Dhaka: Bangladesh`s powerful military has denied plotting to overthrow the government to end spiralling political unrest, warning the media against speculating on any army role in the crisis.
The military said it respected the constitution and laws of Bangladesh which has witnessed at least 19 military-backed coups and been ruled by two military dictators since independence in 1971.
"The armed forces is a patriotic organisation that is totally respectful to the country`s constitution and laws," the military said in a statement late Sunday.
It said it was forced to speak out against "speculative and imaginary" media reports about the military stepping in, because they "could create confusion among the people".

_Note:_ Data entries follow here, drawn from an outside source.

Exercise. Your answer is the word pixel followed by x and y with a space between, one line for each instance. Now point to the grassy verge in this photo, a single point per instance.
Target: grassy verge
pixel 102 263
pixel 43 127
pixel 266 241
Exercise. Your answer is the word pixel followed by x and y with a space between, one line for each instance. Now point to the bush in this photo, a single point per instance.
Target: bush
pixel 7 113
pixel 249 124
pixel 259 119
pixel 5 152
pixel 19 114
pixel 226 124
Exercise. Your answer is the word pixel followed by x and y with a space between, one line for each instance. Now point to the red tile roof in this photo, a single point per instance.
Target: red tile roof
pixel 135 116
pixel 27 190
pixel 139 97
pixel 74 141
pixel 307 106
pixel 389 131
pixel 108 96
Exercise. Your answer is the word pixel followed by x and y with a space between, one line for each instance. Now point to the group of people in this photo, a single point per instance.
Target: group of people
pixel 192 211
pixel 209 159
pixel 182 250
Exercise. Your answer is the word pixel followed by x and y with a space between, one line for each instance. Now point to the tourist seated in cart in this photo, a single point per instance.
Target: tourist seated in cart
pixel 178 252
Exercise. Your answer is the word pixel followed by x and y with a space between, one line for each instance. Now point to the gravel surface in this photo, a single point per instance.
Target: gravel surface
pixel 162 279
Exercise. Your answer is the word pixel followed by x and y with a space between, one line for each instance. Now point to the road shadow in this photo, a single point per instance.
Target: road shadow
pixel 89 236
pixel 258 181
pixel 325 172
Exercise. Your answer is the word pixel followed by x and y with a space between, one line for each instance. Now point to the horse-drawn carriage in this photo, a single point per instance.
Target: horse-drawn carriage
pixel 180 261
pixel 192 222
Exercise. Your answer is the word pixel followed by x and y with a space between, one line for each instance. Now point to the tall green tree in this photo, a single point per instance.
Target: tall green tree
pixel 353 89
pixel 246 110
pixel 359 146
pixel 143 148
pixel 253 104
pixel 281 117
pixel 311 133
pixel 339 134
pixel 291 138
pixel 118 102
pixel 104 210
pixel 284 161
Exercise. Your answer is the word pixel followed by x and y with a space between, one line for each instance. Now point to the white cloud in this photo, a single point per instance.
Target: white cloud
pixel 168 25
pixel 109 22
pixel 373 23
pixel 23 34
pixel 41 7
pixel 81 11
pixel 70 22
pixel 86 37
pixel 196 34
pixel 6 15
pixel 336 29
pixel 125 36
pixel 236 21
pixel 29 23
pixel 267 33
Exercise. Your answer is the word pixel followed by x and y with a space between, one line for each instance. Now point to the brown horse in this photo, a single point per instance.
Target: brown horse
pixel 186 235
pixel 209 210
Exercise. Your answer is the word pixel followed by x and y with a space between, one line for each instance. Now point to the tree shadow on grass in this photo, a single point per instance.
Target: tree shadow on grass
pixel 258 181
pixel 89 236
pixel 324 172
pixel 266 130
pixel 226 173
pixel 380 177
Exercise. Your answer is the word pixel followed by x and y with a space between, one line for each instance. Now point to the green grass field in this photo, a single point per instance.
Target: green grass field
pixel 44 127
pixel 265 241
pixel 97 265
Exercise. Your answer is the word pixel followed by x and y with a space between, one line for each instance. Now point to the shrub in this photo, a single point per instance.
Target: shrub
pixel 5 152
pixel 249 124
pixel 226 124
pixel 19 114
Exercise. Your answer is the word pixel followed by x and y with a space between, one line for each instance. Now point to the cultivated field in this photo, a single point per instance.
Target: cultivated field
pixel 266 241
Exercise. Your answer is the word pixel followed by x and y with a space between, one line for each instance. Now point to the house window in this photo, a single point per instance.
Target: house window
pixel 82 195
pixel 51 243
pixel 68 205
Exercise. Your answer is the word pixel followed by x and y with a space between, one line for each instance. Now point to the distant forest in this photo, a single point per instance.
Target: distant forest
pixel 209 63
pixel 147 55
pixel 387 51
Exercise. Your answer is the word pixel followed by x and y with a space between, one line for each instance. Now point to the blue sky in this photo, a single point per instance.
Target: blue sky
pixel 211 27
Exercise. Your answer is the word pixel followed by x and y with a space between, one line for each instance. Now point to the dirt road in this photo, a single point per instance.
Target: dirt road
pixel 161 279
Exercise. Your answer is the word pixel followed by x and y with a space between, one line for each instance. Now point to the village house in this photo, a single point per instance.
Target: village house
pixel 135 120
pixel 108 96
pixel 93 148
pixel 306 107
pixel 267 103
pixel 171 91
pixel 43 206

Bangladesh has been paralysed by crisis since early January, with the opposition leading an ongoing nationwide transport blockade aimed at toppling Prime Minister Sheikh Hasina.
Spiralling violence has left at least 80 people dead, hundreds of others injured and cost the impoverished economy nearly $10 billion, according to business leaders.
While mainstream media have kept comments on possible military intervention to a minimum, speculation has been rife on social media and on unregulated internet news portals.
In 2007, the military stepped in after months of political unrest raised fears about the credibility of upcoming elections. It installed a military-backed caretaker government, which ruled the country for two years before holding free and fair polls.
Opposition leader Khaleda Zia called for the blockade of roads, railways and waterways after police confined the former two-time premier to her office on January 3.
Zia denies her Bangladesh Nationalist Party is behind the violence, but has vowed to continue the blockade until Hasina agrees to new polls.
Zia leads a 20-party opposition alliance which boycotted a general election last year on the grounds it would be rigged.
Authorities have deployed thousands of troops and police to guard vehicles and more than 10,000 protesters have been arrested, but the unrest shows no sign of abating.
More than 1,000 buses, trucks and vans have been firebombed in attacks blamed on opposition activists as part of the blockade. On Sunday, national police chief Shahidul Haq urged bus operators to stay off the roads after 9pm.